FOX ON SKIN DISEASES.1

IN preparing this edition for publication in the United States the authors state that they have increased the matter to about three times its original amount. and have rewritten it almost wholly. Its purpose, they say, is to afford assistance to the student in his early study of skin diseases, and to serve as a manual for ready reference to the practitioner in his daily practice. If such books are necessary, if these purposes are not better supplied by the more complete works on general dermatology, such, for instance, as the excellent handbook of the senior author, then this one is a success. It presents a very complete outline of modern dermatology, tinged, of course, by the writers' wellknown views regarding classification and pathology, but on the whole fairly and broadly executed. It is such a book of its class as only one competent to write a full treatise upon the subject could have written.

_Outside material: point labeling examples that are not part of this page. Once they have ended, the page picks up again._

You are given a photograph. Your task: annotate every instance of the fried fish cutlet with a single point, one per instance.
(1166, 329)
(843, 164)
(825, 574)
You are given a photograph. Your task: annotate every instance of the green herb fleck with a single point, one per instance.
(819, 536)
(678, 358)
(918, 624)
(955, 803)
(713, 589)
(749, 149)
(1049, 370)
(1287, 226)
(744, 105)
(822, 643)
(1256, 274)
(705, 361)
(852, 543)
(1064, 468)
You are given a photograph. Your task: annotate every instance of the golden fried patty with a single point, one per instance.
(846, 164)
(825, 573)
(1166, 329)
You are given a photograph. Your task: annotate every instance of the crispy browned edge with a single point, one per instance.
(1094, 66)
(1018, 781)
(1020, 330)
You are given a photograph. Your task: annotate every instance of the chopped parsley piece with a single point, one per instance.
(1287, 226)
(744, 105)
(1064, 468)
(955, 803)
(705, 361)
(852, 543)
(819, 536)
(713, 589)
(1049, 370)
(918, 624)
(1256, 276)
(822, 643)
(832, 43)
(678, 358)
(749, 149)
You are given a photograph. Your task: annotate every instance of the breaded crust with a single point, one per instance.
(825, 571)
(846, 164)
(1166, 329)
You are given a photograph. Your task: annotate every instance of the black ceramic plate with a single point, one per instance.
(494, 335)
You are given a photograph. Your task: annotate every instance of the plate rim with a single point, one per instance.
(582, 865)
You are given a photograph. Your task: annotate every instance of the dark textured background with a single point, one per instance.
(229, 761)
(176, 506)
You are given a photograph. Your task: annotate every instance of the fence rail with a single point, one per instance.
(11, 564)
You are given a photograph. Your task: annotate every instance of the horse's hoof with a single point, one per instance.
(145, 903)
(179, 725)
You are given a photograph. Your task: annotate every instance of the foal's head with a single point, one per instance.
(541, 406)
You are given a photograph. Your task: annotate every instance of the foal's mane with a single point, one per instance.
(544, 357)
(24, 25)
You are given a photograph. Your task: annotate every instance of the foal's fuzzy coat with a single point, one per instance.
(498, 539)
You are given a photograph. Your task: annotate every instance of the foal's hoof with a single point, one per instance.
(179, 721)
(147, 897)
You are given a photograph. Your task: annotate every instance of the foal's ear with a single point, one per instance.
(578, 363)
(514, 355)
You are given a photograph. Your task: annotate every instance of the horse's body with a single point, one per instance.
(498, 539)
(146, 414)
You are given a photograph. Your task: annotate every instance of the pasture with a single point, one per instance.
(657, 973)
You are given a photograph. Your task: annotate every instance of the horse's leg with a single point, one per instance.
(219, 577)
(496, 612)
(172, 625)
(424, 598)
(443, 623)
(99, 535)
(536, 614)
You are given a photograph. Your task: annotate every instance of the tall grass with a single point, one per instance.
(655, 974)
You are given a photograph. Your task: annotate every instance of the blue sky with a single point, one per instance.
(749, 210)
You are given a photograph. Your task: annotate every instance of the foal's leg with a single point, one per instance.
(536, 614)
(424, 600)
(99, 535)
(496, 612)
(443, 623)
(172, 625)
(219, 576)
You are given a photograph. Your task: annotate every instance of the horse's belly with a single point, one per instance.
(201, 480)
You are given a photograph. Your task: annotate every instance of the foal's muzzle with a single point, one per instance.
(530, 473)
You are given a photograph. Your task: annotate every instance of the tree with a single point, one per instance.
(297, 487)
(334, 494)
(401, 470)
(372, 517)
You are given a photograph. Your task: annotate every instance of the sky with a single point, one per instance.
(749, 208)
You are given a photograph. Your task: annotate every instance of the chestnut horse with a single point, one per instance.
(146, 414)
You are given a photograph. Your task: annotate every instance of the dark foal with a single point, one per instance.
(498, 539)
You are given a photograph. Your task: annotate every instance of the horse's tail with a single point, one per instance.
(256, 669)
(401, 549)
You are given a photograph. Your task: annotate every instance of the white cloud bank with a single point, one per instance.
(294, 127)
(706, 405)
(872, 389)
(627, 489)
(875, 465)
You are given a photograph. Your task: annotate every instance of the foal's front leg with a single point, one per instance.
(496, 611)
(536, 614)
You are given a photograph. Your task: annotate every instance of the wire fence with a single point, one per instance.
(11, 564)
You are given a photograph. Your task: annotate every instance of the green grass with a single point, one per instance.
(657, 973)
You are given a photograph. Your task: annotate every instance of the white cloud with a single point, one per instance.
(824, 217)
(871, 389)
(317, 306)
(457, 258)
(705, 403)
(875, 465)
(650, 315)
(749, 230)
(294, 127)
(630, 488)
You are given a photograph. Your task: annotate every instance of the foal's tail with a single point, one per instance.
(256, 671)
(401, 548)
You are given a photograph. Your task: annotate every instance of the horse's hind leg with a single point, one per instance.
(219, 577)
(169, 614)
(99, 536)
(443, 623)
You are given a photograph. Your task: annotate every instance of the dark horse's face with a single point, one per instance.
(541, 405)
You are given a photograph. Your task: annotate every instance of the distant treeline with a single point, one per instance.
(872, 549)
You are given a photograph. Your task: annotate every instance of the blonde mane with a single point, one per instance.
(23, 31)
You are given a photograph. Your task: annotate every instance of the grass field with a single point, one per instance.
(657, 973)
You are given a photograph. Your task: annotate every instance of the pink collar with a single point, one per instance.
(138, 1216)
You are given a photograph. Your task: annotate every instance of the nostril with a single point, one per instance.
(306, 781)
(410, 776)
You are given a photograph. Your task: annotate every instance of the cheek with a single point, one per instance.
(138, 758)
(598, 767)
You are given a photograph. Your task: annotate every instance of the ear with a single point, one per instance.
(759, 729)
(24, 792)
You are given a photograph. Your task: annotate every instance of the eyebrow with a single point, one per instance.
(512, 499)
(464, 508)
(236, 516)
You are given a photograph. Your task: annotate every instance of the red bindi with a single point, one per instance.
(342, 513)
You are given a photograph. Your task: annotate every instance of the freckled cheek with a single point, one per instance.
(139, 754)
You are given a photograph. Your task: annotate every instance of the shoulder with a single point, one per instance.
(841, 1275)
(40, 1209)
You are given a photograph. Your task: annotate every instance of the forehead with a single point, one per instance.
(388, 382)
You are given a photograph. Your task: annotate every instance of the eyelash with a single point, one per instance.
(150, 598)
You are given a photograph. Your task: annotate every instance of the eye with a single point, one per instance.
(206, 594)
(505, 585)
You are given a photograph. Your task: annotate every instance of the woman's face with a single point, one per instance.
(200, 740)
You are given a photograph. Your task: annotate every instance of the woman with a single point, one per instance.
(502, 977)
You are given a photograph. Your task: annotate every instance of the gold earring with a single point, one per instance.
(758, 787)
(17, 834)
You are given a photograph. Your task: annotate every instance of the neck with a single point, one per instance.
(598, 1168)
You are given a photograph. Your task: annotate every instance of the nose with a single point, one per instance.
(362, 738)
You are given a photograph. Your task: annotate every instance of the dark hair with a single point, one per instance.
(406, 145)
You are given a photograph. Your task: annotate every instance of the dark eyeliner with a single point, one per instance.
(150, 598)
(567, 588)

The first part is general in character, treating of methods of observation, pathology, classification, ætiology, diagnosis, and therapeutics. In the second part individual diseases are described alphabetically, and methods of treatment quite fully given, reference being made to the abundant formulæ appended to the volume. Dr. Fox holds and here expresses opinions upon many points in dermatology, which actively invite discussion, but stated as they necessarily are, mostly without argument, they may well be left without discussion, espe cially as they have been amply criticised in connection with former publications. The American editor has inserted some interesting remarks upon peculiarities of skin diseases in the United States, and also the plan of classification and nomenclature adopted by the American Dermatological Association at its last annual meeting.

WOOD'S THERAPEUTICS.2

THE former editions of this work having already received from us extended notices, we merely call attention to the additional matter to be found in this last edition. Professor Wood informs us (page 71) that large doses (ten to twenty grains) of quinine have been proved to produce stimulating effects on the uterus during a protracted labor caused by irregular and feeble muscular contractions, but he attributes this effect to "its arousing the general nervous forces of the system." The articles on jaborandi and its alkaloid pilocarpin, salicylic acid, salicine, dialyzed iron, and thymol contain a very fair epitome of recent investigations. We regret that Professor Wood has not inserted in the text the proper doses expressed in metrical weights and measures, as well as those of the commonly used apothecaries' table. We believe none of the therapeutical text-books in English have as yet introduced this practice, while doubtless the use of the metric system would be greatly facilitated by such an innovation. This work bids fair to keep its position as the best text-book on the action of drugs.

1 Epitome of Skin Diseases. With Formula for Students and Practitioners. By TILBURY Fox, M. D., etc., and T. C. Fox, M. B., etc. Second American edition, enlarged and revised by the authors. Philadelphia: Henry C. Lea. 1879.

2 Treatise on Therapeutics, Materia Medica, and Toxicology. By PROF. H. C. WOOD, JE. M. D. Third edition, revised and enlarged. Philadelphia: J. B. Lippincott & Co. 1879.